Qantas is likely to fly to several new overseas destinations next year after pushing ahead with plans to resume international flights from December.
“We’ll probably try a lot of new routes internationally as certain borders open up,” Chief Executive Officer Alan Joyce said at a virtual business conference on Tuesday, without giving any specific destinations.
Joyce has previously name-checked the likes of South Korea and Taiwan as potential starters based on demand and the establishment of Covid-safe travel corridors based on factors such as high vaccination rates, relatively low community cases and minimal quarantine requirements for returning travellers.
Qantas has previously flown to Seoul and Taipei as far back as 1999, including a seasonal Brisbane-Seoul service over the 2005-2006 northern winter.
The airline plans to resume international flying from December 18 2021 with Singapore, London and Los Angeles all headlining the first week of the airline’s overseas return, along with Tokyo, Vancouver, Fiji and Honolulu.
Hong Kong, San Francisco and Dallas/Forth Worth are back on the map from mid-February, although destinations which “still have low vaccine rates and high levels of Covid infection” – such as Bali, Jakarta, Manila, Bangkok, Phuket, Ho Chi Minh City and Johannesburg – won’t appear until sometime after April 2022.
The Airbus A380s will return from hibernation on July 1 2022 on the Sydney-Los Angeles route, with Sydney-Singapore-London to follow in November.

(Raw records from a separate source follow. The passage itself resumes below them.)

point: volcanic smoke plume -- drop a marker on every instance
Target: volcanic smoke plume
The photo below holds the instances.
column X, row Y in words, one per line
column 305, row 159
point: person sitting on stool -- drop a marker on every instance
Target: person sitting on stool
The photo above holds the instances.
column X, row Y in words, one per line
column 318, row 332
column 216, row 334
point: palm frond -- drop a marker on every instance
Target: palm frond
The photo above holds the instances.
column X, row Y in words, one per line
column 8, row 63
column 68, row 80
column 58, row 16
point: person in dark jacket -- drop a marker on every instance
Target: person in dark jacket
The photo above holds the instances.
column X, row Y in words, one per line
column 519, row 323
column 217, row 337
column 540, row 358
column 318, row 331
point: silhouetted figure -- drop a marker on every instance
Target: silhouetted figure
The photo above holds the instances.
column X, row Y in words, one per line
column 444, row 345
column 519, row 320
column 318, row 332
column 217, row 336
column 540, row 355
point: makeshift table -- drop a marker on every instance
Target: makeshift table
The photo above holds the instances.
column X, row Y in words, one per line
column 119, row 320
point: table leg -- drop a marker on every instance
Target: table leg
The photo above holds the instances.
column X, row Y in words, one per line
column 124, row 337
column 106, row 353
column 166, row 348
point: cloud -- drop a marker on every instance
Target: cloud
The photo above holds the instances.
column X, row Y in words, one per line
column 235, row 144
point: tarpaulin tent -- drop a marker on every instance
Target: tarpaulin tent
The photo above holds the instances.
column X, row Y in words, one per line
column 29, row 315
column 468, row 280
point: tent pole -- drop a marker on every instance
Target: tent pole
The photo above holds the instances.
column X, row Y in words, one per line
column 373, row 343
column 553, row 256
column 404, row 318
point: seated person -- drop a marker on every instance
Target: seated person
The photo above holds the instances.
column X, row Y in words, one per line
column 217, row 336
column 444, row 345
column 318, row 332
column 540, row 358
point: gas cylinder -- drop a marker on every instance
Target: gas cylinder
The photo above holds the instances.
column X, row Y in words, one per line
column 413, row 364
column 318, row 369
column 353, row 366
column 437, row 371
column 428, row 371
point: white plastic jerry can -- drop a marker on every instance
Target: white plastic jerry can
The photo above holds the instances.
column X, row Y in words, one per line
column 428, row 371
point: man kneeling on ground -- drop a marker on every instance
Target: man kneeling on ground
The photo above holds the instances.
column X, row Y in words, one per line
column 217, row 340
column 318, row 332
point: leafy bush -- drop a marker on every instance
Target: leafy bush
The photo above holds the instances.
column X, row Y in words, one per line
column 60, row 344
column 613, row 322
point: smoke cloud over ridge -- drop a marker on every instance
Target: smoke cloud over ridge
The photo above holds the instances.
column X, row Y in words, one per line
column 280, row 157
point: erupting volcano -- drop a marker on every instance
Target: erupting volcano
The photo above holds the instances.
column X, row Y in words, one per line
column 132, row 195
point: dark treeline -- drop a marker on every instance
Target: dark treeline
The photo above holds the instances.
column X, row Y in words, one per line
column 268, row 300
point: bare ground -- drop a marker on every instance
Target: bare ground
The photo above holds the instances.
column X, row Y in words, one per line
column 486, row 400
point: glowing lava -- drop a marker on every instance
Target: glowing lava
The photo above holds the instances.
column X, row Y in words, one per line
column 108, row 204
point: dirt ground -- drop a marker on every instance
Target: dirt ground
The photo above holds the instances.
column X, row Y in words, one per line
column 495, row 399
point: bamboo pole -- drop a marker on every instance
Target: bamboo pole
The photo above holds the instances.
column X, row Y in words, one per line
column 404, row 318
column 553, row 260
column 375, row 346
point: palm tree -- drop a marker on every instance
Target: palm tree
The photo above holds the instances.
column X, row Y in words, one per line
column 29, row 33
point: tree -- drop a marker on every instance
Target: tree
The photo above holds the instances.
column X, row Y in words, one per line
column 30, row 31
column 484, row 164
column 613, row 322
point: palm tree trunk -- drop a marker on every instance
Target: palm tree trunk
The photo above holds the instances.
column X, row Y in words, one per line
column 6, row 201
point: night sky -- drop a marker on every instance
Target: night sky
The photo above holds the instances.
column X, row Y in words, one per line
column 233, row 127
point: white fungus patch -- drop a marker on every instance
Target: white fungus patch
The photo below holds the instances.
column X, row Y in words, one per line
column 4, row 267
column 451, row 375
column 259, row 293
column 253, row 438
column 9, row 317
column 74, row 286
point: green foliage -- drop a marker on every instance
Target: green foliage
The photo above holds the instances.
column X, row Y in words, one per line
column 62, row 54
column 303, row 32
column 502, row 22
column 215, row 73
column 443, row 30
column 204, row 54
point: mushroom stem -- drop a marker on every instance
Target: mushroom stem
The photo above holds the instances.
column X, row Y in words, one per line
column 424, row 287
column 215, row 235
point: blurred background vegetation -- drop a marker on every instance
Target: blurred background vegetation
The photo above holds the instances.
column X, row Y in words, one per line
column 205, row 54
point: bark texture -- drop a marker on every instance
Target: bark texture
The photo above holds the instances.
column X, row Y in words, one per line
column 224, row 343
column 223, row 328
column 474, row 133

Joyce also said he’s keen to revisit plans for non-stop ‘Project Sunrise’ services linking Sydney with London and New York as demand for direct flights picks up in the wake of the pandemic.
They would be the world’s longest non-stop commercial flights and rely on a new fleet of ultra-long range Airbus A350-1000 jets fitted with an extra fuel tank to tackle the 18-20 hour marathons.
Joyce also reiterated that the airline will carry only fully-vaccinated passengers on international flights.
The main unresolved issue is quarantine for those returning to Australia, Joyce said. He wants people to be allowed to self-isolate at home before they return a negative test, rather than in a hotel.